One site, one hour, 186 kWh of curtailment
The curtailment in question is a pilot being conducted at a large employee-development center owned by a multinational conglomerate. The site has eight buildings on its campus and, currently, there are 103 assets being controlled by the DERMS. Some, such as chillers, are sizeable. Many are smaller loads, such as air handling units with blowers, coolers and heating elements, roof-top units that perform the same functions as the inside air handling units and packaged terminal air conditioners (PTACs), which combine air conditioning and heating into one wall-mounted unit. These are the same kinds of heating and cooling units often found in hotels.
The site also has seven building meters and three submeters for certain asset types. All told, the platform is gathering approximately 800 data points. When combined with customer-defined pre-set parameters on the assets under control, some 1,200 data points are relayed to a GE Digital Predix system every second. The Predix is a platform for building applications that connect to industrial assets, collect and analyze data, and deliver real-time insights for optimizing industrial infrastructure and operations.
Working in tandem with the Predix, the Enbala platform juggles control of those 103 assets to deliver very precise reductions in power without creating any discomfort for people working in the building. In contrast to traditional DR, rather than shutting off all the air handlers, the system may turn off a few at a time. It also makes use of any variable frequency drive motors to turn equipment down, not off, and it cycles equipment on and off very quickly.
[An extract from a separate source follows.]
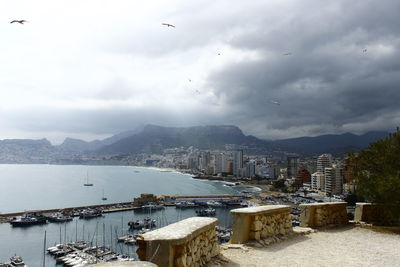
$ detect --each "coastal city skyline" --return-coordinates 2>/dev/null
[0,0,400,143]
There are many other ways in which this curtailment differs from most C&I demand response programs. For one, it’s automated. It doesn’t begin with the utility calling or emailing building site managers to let them know a DR event has been called for the next day.
In addition, this curtailment doesn’t require action on the part of site inhabitants and building managers. No one has to reschedule work because an important piece of industrial equipment must be shut down. No one needs to manage various building functions, like shutting down nonessential elevators or turning off drinking fountains and decorative water fountain pumps. There’s no switch to back-up generation. The site can deliver enough response simply by allowing many small assets to be connected to the DERMS.
Best of all, the curtailment events in which this site participated were essentially invisible and unfelt by the people who work at the facility. Sure, the building manager knew what was up, but the many company managers participating in vital training exercises at this educational facility never noticed when the site participated in curtailment two days in a row this summer.
The curtailment events called by the utility lasted four hours each. On the first day, the site delivered 186 kWh between the times of 7 and 8 p.m. On the next day, it gave the grid 108 kWh during the same time frame.
Unexpected Insights Sweeten the ROI
Along with load shedding, all the data collected by the DERMS delivered valuable energy efficiency insight and cost-savings potential that might well have gone undetected. The 2.5 gigabytes of data collected and analyzed daily during the pilot revealed that some 50% of the facility’s air conditioning units with economizers had non-functioning dampers. The dampers were allowing too much outside air to be pumped into the room when fans were running and ACs were off, causing rooms to heat up quickly as soon as they had been cooled down.
Now, that’s something building managers DID notice, even though they did not notice the inobtrusive curtailment technology that enabled the facility to fix this costly problem.